白景琦撩起眼皮,瞥了一眼那张纸,嘴角往下撇了撇,哼了一声,连手都没伸。
娄振华等著呢。等著白景琦羡慕,等著白景琦嫉妒,等著白景琦说“你小子运气不错”。
可白景琦什么表情都没有,就那么瞥了一眼,然后闭上眼睛,继续擼猫,手里的核桃转得咔咔响。
娄振华懵了。
预料中的羡慕没有发生,嫉妒没有看到,解气更別提了。
这白景琦啥情况?就这?他能不爽?
白景琦闭著眼,嘴角慢慢往上翘了翘,那笑容里头的意味很明確——小样,跟老子比?
他笑眯眯地对著屋里工作的香秀喊了一嘴:“拿出来,让无知的小辈开开眼!”
香秀对娄振华还算客气,都是北平有头有脸的人物,尊重是必然的。
她从里屋拿出一个锦盒,打开来,取出一份裱起来的文件,双手递到白景琦手里。
白景琦接过来,慢悠悠地展开,往娄振华面前一杵,语气淡得像在说今天天气不错。
“看到没?老子镶金边的。这是白家对政府的尊重,气派吗?华北局!”
他指著那份聘书上盖著的大红公章,一个字一个字地念给娄振华听:“看到没,华北局经济顾问。华北局啊,娄振华,看清楚,华北局不比你丫的北平大?老子华北局头一份!你那什么玩意儿?跟老子比?”
娄振华凑过去一看,脸都绿了。
白景琦的聘书上,盖的章確实是华北局的,比他那个北平市的整整高了一个级別。
他心里头把左向东骂了一百八十遍——左公啊左公,您倒是说清楚啊!
您哪怕告诉我白景琦是华北局经济顾问,我也没必要过来白家丟这个脸呀?
苦。我娄振华真的太苦了。
逼没装到,还给喷了一脸。
站在院子里,手里攥著那份北平市经济顾问的聘书,脸上的表情精彩极了,从红转白,从白转青,又从青转紫,跟变色龙似的。

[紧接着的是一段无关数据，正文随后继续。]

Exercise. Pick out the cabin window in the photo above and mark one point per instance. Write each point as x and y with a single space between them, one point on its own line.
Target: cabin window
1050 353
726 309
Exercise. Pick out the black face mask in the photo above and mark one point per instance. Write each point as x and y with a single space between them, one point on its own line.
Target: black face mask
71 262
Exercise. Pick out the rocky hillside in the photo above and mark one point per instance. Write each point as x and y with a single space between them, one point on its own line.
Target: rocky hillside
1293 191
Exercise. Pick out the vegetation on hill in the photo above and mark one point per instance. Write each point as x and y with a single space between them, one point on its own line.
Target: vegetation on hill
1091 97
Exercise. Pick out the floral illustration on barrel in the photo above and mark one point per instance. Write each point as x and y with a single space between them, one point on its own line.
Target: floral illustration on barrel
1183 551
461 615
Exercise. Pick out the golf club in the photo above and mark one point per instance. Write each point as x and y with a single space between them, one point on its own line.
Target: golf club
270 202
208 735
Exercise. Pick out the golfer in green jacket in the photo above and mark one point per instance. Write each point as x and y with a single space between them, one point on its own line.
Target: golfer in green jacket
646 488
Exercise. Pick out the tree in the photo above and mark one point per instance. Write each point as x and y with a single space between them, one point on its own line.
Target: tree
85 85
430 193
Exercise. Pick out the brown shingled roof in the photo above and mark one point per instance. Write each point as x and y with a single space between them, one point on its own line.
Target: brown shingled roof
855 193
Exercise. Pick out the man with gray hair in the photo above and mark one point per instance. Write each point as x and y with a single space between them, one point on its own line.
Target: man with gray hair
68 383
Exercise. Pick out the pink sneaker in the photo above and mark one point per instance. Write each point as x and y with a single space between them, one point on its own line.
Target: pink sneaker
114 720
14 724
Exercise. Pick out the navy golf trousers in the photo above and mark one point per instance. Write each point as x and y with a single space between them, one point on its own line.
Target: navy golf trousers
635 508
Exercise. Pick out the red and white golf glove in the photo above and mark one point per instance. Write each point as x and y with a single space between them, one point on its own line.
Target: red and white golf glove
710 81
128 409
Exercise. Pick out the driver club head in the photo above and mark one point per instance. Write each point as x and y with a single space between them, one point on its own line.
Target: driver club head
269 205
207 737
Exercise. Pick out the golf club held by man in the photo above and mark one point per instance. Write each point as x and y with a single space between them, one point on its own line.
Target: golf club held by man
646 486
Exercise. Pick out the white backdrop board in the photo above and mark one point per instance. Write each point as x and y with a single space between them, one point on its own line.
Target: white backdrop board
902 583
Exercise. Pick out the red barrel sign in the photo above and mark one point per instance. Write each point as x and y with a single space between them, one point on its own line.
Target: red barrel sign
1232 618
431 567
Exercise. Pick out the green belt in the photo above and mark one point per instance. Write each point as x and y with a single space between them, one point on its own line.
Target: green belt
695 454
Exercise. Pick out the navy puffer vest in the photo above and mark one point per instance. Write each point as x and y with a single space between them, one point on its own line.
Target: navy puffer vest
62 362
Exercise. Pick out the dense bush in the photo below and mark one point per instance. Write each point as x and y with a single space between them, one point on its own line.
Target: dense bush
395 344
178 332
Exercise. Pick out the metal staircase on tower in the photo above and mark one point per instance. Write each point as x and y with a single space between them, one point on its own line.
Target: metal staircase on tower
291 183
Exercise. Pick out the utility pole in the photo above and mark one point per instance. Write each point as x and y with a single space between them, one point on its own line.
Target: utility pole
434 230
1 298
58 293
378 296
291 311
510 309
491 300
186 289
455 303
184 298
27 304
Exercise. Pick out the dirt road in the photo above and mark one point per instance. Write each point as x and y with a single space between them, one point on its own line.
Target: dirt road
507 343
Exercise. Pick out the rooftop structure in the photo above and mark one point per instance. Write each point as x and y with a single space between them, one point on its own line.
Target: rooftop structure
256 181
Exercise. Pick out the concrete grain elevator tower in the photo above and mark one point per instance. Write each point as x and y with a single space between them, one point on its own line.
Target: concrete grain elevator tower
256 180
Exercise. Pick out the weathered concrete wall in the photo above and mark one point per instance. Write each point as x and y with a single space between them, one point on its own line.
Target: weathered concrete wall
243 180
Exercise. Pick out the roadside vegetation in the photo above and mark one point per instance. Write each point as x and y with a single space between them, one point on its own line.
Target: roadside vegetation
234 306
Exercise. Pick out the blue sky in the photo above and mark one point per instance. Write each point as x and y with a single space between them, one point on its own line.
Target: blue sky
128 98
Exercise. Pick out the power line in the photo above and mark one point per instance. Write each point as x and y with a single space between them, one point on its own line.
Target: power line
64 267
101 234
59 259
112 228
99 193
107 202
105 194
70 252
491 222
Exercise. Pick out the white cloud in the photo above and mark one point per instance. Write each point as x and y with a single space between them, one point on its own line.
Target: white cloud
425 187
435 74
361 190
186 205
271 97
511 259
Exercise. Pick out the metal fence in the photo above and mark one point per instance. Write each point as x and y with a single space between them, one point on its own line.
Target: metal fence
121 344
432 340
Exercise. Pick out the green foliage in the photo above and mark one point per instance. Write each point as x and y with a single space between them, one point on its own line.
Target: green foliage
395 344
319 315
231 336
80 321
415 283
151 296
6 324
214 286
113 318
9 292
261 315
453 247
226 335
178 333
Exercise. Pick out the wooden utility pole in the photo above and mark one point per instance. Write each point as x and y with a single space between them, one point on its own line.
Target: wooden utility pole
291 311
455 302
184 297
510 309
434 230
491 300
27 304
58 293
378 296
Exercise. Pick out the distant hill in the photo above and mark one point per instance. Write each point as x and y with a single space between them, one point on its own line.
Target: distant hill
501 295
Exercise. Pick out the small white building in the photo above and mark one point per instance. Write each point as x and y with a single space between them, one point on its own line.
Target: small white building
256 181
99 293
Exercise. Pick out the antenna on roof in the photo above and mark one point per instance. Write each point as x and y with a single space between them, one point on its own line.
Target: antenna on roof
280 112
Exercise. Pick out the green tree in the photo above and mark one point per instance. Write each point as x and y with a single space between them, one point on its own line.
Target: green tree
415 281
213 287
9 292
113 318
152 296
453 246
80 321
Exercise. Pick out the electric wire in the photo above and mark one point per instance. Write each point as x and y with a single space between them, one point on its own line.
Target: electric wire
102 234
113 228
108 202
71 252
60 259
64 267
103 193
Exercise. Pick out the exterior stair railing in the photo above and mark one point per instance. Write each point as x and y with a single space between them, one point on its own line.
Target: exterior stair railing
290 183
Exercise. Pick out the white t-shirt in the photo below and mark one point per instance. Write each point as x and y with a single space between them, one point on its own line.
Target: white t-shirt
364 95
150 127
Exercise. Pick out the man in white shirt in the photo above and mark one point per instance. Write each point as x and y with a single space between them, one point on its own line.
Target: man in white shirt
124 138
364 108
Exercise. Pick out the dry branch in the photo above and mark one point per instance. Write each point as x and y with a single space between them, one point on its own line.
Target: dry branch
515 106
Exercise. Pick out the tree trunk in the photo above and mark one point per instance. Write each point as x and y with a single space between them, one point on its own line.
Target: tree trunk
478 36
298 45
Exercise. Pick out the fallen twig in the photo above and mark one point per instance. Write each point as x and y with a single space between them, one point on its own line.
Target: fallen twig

他赶紧把聘书收起来,塞回怀里,脸上堆起笑,那笑容比哭还难看:“还是七爷厉害啊。”
心里头却在较劲儿:你妈的,白景琦华北局,那我就得压他一头。回头好好贡献一波,怎么也拿个全国的吧?必须狠狠地出口恶气。
白景琦瞥了一眼满脸尷尬的娄振华,把聘书递还给香秀,让她好好收起来,那动作小心翼翼的,跟捧著什么宝贝疙瘩似的。
收好了,他才重新躺回太师椅上,眯著眼,摆了摆手。
“好了,娄振华,老子跟你也不熟悉,不留你的茶,慢走不送!”
娄振华尷尬得快抠出三室一厅,脚底下像生了根似的,走也不是,不走也不是。
但气势又不能输,他左思右想,终於想到了一点能扳回一城的东西。
“那个,白七爷,”
娄振华清了清嗓子,故作神秘地压低声音,“可知道,当下解放军最需要的是什么?”
白景琦微微抬头,没问,等著他说。
娄振华往前探了探身子,腰板挺了挺:“你们百草厅產业不小,秘方多如牛毛。请问,可有一个药,是对解放军战士外伤有奇效的?”
白景琦不说话了。
这一点他不否认。百草厅的秘方多,治伤寒的、治温病的、治妇科的、治儿科的,什么都有,但专门治刀枪剑伤、跌打损伤的,还真没有。
百宝丹他听说过,云南曲家的东西,那才是真正的战场救命药。
白景琦的眉头微微皱了一下,看著娄振华的眼神变了。
这娄半城,今天来不光是为了炫耀?
还有別的事?
娄振华呵呵一笑,那笑容里头带著点“这回你可没话说了吧”的得意:“你没有,我也没有。但是我知道哪里有。”
昨晚跟左公商榷的时候,就说到了百宝丹的事。他主动请缨,到时候请白景琦一同前往西南边陲曲靖求药。
白家与曲家祖上有旧,这层关係不是一天两天了。
白景琦的祖父当年在云南做过药材生意,跟曲家有过往来,虽然年头久了,但这份香火情还在。
再加上他胡家的身份,胡雪岩当年跟曲家也有过生意上的往来,两家虽然隔了几层,但总是能说得上话的。
不动干戈,不用刀枪,靠著祖上的交情,求到百宝丹,还是有机会的。
所以,他过来,除了因为想狠狠地出口气之外,就是说服白景琦到时候一起去曲靖。
白景琦听完,沉默了好一会儿,手里的核桃转得慢了,咔嗒,咔嗒,一下一下的,像是在盘算什么。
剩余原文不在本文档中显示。